We developed a Bayes Hierarchical model, DisHet, for dissection of heterogeneous bulk tumors, to evaluate the tumor microenvironment in renal cell carcinoma (RCC). DisHet was used to separate the normal, tumor, and immune/stromal components from RNA-sequencing (RNA-seq) data. DisHet analyses uncovered 610 genes not previously linked to the RCC tumor microenvironment and showed that half of the previously designated immune signature genes are not expressed in the RCC tumor microenvironment. These RCC-specific immune signature genes defined by DisHet analyses were termed eTME. Together with data from The Cancer Genome Atlas, the DisHet and eTME analyses characterized a highly-inflamed RCC subtype (termed IS) that exhibited enrichment of regulatory T cells, natural killer cells, Th1 cells, neutrophils, macrophages, B cells, and CD8+ T cells. The IS subtype was associated with aggressive disease, including BAP1-deficient clear-cell RCC and type 2 papillary tumors, and predicted poor survival in patients with RCC. These findings provide a missing link between tumor cells, the tumor microenvironment, and systemic factors.

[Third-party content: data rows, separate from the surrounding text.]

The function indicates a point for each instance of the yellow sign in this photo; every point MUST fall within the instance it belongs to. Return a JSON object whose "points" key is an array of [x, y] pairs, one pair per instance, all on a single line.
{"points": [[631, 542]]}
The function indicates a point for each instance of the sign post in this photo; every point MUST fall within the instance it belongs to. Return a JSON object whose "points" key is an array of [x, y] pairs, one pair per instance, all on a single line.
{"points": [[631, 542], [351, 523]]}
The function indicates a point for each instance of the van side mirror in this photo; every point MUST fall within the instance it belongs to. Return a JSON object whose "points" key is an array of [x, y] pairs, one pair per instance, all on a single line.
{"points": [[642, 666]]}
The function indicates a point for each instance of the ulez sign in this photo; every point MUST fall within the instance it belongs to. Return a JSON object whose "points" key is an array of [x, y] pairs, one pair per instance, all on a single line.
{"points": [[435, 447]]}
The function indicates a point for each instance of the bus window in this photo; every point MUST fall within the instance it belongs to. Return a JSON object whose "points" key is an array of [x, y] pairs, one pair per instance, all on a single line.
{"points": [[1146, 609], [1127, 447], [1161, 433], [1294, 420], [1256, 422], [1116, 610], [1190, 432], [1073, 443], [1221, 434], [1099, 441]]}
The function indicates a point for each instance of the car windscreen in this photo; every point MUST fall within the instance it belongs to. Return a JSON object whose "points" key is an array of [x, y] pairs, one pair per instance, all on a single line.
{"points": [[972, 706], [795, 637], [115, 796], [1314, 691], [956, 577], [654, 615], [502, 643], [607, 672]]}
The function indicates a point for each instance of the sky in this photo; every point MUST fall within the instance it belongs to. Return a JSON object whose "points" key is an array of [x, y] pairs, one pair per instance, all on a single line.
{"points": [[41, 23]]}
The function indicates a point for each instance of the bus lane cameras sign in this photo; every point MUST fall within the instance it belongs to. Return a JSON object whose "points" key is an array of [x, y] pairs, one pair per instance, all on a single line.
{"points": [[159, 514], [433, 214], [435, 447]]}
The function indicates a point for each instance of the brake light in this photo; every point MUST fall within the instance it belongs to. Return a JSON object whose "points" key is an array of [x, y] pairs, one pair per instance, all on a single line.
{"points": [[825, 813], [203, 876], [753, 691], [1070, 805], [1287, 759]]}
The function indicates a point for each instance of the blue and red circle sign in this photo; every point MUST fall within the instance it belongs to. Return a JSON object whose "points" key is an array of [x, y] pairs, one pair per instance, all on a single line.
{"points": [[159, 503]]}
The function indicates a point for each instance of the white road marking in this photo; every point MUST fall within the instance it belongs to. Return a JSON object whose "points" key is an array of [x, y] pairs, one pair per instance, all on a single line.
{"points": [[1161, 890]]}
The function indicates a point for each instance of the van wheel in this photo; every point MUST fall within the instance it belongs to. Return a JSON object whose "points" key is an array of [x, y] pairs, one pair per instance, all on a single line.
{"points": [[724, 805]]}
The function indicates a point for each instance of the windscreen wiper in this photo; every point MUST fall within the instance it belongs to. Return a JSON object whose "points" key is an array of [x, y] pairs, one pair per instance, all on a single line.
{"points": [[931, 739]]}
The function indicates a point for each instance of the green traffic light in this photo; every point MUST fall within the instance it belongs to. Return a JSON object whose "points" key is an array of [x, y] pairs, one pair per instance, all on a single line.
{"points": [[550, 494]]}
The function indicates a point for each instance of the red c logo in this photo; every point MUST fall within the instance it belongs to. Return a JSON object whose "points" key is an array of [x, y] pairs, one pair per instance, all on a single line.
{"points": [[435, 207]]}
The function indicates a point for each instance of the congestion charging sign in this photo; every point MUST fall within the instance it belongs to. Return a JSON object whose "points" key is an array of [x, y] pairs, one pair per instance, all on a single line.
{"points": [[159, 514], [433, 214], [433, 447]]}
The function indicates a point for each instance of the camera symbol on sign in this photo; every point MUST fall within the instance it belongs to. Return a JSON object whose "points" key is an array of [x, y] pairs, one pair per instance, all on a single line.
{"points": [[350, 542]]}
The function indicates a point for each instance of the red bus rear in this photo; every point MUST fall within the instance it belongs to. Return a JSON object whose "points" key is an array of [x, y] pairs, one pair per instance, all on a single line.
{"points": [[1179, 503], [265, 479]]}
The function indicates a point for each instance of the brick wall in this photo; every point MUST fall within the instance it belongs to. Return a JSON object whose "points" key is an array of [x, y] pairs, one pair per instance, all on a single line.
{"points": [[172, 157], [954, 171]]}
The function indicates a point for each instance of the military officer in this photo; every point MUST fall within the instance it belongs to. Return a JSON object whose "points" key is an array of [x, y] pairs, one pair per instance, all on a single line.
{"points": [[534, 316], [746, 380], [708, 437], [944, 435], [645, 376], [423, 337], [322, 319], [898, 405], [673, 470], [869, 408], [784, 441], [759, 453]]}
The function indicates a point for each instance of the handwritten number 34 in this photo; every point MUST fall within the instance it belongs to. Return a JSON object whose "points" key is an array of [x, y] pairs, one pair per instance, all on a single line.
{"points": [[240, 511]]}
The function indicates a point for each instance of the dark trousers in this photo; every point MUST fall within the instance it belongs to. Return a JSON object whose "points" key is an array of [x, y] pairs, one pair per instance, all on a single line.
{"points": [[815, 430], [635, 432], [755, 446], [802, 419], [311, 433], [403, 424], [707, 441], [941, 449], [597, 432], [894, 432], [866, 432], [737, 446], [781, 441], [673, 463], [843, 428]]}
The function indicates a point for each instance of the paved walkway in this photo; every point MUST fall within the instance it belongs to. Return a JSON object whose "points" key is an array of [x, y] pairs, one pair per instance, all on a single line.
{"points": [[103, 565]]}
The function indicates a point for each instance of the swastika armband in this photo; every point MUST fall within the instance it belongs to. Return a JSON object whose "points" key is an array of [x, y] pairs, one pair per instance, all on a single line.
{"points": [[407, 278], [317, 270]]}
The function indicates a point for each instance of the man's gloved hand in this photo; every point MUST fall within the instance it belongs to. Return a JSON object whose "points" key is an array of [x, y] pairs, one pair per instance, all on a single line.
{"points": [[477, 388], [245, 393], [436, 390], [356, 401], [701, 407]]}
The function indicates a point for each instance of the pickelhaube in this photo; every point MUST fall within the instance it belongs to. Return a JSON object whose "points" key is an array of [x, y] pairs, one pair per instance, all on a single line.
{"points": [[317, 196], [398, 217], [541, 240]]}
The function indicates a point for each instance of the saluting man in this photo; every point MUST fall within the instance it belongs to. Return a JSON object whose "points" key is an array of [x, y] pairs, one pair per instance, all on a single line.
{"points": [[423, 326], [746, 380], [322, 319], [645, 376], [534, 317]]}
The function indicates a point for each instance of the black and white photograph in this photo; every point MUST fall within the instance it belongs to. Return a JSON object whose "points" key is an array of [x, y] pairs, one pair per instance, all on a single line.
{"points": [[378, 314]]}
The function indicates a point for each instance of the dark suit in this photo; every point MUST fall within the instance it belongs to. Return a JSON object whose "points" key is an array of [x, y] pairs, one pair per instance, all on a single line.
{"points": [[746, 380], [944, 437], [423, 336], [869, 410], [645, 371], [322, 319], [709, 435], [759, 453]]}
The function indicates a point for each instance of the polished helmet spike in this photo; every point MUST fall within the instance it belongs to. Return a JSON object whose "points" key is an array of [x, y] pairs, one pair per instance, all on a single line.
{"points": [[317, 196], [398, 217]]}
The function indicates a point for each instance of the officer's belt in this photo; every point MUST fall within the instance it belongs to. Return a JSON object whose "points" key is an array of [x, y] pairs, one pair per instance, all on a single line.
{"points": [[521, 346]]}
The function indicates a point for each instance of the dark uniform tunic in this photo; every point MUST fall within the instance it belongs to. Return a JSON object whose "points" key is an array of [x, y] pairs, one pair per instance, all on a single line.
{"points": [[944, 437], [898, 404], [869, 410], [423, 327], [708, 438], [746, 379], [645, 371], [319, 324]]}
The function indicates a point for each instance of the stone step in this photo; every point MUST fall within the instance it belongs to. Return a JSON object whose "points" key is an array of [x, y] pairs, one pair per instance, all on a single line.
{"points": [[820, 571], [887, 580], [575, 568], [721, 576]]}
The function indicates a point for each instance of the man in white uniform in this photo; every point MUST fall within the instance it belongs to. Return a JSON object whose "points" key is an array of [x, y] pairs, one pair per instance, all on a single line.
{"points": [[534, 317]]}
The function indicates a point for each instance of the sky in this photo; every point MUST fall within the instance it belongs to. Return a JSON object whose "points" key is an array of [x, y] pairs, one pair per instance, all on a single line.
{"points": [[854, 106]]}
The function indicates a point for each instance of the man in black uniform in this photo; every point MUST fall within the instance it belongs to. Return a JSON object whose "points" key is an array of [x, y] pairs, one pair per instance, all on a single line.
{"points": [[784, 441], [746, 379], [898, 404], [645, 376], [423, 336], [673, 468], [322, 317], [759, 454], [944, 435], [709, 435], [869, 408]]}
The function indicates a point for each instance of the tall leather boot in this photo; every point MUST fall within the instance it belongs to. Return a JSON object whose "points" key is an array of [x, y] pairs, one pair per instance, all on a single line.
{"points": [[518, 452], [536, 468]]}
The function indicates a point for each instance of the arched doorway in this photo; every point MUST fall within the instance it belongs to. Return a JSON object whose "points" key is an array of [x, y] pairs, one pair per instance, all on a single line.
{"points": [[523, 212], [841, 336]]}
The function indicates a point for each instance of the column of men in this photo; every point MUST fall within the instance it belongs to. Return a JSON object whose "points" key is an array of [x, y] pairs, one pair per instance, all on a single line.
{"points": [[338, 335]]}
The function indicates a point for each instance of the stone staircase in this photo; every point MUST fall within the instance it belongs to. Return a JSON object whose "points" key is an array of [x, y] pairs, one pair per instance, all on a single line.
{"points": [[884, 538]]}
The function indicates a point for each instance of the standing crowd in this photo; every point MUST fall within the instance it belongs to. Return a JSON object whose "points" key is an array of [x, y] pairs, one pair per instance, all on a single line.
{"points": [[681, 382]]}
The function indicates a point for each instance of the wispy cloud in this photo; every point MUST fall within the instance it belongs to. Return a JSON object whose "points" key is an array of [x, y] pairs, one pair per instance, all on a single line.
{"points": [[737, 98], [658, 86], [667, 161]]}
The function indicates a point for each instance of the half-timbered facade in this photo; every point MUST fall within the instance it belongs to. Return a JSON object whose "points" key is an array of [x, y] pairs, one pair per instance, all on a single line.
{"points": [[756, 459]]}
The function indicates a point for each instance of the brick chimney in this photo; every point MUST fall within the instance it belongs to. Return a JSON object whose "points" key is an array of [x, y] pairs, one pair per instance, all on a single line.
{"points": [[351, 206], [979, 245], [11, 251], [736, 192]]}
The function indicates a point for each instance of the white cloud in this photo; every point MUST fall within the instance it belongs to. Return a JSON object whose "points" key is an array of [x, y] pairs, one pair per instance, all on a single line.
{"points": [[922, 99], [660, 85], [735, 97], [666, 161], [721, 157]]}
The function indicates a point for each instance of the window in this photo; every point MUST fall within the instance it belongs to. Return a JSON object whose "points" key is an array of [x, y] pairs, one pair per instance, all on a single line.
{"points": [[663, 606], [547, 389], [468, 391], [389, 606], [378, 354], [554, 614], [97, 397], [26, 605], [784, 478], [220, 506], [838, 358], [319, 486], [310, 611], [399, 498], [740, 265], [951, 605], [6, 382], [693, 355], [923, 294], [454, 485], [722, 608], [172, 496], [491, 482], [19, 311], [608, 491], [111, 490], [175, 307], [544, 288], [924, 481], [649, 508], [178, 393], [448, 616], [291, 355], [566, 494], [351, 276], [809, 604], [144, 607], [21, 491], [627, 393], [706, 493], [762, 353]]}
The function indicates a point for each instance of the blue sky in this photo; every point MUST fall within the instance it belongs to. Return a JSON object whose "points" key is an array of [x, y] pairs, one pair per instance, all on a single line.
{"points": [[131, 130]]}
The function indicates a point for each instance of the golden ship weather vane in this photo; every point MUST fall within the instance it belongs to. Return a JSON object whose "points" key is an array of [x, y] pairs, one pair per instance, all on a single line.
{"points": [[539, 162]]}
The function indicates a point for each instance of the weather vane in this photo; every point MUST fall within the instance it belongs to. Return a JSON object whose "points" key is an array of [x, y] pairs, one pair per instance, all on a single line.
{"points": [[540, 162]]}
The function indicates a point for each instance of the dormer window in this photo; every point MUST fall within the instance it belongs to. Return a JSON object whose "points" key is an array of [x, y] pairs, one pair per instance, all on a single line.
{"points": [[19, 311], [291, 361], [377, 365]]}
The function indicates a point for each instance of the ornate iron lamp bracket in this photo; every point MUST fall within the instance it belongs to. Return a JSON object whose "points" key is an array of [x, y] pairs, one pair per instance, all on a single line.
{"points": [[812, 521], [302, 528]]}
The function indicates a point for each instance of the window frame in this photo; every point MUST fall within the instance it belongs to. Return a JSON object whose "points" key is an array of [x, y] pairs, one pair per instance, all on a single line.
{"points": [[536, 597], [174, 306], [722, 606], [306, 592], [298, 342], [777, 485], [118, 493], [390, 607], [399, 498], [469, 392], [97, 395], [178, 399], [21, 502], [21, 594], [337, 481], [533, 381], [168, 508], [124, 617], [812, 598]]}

We developed SCINA, a semi-supervised cell type assignment tool for single cell RNA-Seq and CyTOF/FACs data. One feature that distinguishes SCINA from previously used approaches is the consideration of prior knowledge as a form of supervision. The prior knowledge is denoted by a list of signature genes for each type of cell. SCINA searches for a segregation of the pool of profiled cells such that each type of assigned cells highly expresses the signature genes specified by the researcher. The subset of cells that do not highly express any of the signature genes will be designated as cells of unknown type. SCINA is also general and can be applied on other data of similar format, such as patient bulk RNA-Seq data. In our validation datasets, SCINA demonstrated superior performance to unsupervised approaches such as t-SNE and K-means clustering. Overall, SCINA, representing a “signature-to-category” approach, addresses a critical research need that has been previously neglected. Nevertheless, it is also synergistic with traditional unsupervised “category-to-signature” approaches.
Lack of responsiveness to checkpoint inhibitors is a central problem in the modern era of cancer immunotherapy. Tumor neoantigens are critical mediators of immunotherapy treatment efficacy. Current studies of neoantigens almost entirely focus on total neoantigen load, which has been linked with treatment response and prognosis only in some studies, but not others. We developed state-of-the-art bioinformatics pipelines to detect neoantigens from patient tumors with a high level of sensitivity. Then we developed a novel modeling strategy, CSiN, of the neoantigen data profiled by our pipelines to characterize the degree of concentration of immunogenic neoantigens in truncal mutations, based on a derivation of the Cauchy-Schwarz inequality. By exploiting the clinical responses in 501 immunotherapy-treated patients and the overall survival of 1,978 patients, we showed that CSiN scores predict treatment response to checkpoint inhibitors and prognosis.